Ambas partes, el equipo de North y los comités del Congreso, comprendían lo que estaba en juego. Pero North era mucho mejor en el escenario político al utilizar elementos de utilería que iban desde su pecho lleno de medallas hasta montones de telegramas enviados por sus admiradores (en ocasiones usó una Biblia durante el juicio), además de una voz ahogada por la emoción. Mientras tanto, como señaló alguna vez la leyenda de Hollywood Steven Spielberg, los interrogadores, desde sus elevados estrados, adoptaron sin darse cuenta “el ángulo del villano”, mirando con desprecio a los acusados y dándoles la ventaja de lucir como víctimas y no como héroes.
El impacto de la aparición de North, que duró toda una semana, fue extraordinario. Las muestras públicas de apoyo al teniente coronel, bautizadas por la prensa como “Olliemanía”, asombraron a la mayoría de los miembros del comité, quienes se morían de vergüenza cuando los oficiales de la policía del Capitolio hacían filas para fotografiarse con él. Miles de telegramas, en los días previos al correo electrónico, y de llamadas telefónicas al Congreso en apoyo de North, intimidaron a la mayoría y les hicieron reducir su enfoque agresivo. Unos cuantos de los que habían atacado a North antes de su testimonio, se echaron atrás cobardemente y lo trataron como a una celebridad. Envalentonados, los miembros republicanos defendieron aún más a Reagan y a su gobierno, convirtiéndose en protectores del partido, en lugar de tratar de descubrir la verdad sobre lo que había ocurrido y quién era el responsable.
LAS ANGUSTIAS DE NORTH
Años antes de que el candidato Trump pusiera a la nación con los pelos de punta por su inclinación a mentir descaradamente y distorsionar los hechos (PolitiFact descubrió que alrededor de 70 por ciento de sus afirmaciones eran “mayormente falsas”, “falsas” o “vulgares mentiras”), North demostró que la teatralidad y el espectáculo pueden ser más eficaces que la verdad. Al invocar valores tradicionales como el patriotismo o apelar a las emociones populares ejerció una atracción magnética en millones de estadounidenses. También exacerbó algunas de las mismas divisiones políticas que existen en la actualidad.

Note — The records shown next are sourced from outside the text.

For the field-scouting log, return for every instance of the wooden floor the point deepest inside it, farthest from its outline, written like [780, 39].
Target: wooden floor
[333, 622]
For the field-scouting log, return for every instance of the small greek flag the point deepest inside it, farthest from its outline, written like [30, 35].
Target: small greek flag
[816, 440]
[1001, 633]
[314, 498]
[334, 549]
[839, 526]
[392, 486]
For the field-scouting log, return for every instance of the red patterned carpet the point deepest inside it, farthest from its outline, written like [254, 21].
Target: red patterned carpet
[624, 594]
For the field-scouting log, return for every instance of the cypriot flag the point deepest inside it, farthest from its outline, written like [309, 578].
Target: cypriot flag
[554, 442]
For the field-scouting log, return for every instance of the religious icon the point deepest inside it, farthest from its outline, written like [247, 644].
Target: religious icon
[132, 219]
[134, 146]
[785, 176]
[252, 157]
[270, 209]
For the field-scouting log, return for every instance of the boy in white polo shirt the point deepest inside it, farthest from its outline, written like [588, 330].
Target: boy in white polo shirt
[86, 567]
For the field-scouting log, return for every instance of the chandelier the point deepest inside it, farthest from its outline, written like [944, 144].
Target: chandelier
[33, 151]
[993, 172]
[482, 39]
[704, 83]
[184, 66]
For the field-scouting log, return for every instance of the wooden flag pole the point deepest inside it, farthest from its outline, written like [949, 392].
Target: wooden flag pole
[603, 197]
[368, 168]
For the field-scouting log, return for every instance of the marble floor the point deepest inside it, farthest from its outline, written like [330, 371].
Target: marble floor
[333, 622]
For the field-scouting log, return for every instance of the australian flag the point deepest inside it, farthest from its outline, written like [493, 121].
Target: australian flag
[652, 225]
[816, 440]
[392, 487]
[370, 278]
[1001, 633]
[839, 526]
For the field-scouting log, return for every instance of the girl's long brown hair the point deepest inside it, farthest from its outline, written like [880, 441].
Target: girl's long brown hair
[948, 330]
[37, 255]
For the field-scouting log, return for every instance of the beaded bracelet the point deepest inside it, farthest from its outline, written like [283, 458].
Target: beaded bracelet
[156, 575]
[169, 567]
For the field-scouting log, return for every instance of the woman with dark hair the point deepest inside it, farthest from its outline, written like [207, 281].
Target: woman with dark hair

El considerable número de seguidores de North (el ejército de Ollie, como se les conocía) era similar a la base de fieles de Trump. Sin embargo, las experiencias posteriores de North podrían resultar educativas para el actual presidente, así como para Michael Cohen, su abogado personal, actualmente bajo investigación. Una es que la amenaza de una acusación judicial puede tener un efecto determinante hasta en el más fiel de los asesores. En el mismo instante en que el encarcelamiento se vislumbró como una posibilidad real para North; su papel como soldado leal desapareció rápidamente. “No creo que ninguna de estas personas [sus superiores] haya previsto el resultado de lo que ha ocurrido”, declaró North al Congreso. “Yo creo honestamente que esperaban que Ollie se retirara en silencio, y Ollie pretendía hacerlo, hasta el día en que alguien decidió interponer una acción judicial”.
Otra lección de las angustias de North es que una falange fanática de partidarios podría no ser suficiente en todos los casos. Cuando el exmiembro del NSC dejó atrás sus problemas legales y se postuló para el Senado por Virginia en 1994, una cohorte de miembros de alto nivel de su partido retomó su ira, largamente contenida contra él por no haberse mantenido al lado de Reagan hasta el fin. En palabras de Pete McCloskey, un prominente excongresista del Partido Republicano, “el único compromiso absoluto de Oliver North es consigo mismo y con sus ambiciones. North se envuelve en la bandera, pero traiciona a la república que representa”. Incluso Reagan criticó a su antiguo asesor por sus “declaraciones falsas”, al escribir, en 1994, que “me indignan bastante las afirmaciones hechas por Oliver North”.
La apuesta de North por un escaño en el Senado fracasó. Siguió adelante hasta forjarse una exitosa carrera en Fox News antes de poner la mirada en la dirección de la NRA. Pero nunca trató de postularse de nuevo para ningún cargo. Había ido demasiado lejos.
Nancy Reagan, que no era alguien que olvidara los desaires hechos a su esposo, dijo una vez al público de PBS: “Ollie North tiene un gran problema para distinguir la realidad de la fantasía”.
En esto se parece mucho a Trump.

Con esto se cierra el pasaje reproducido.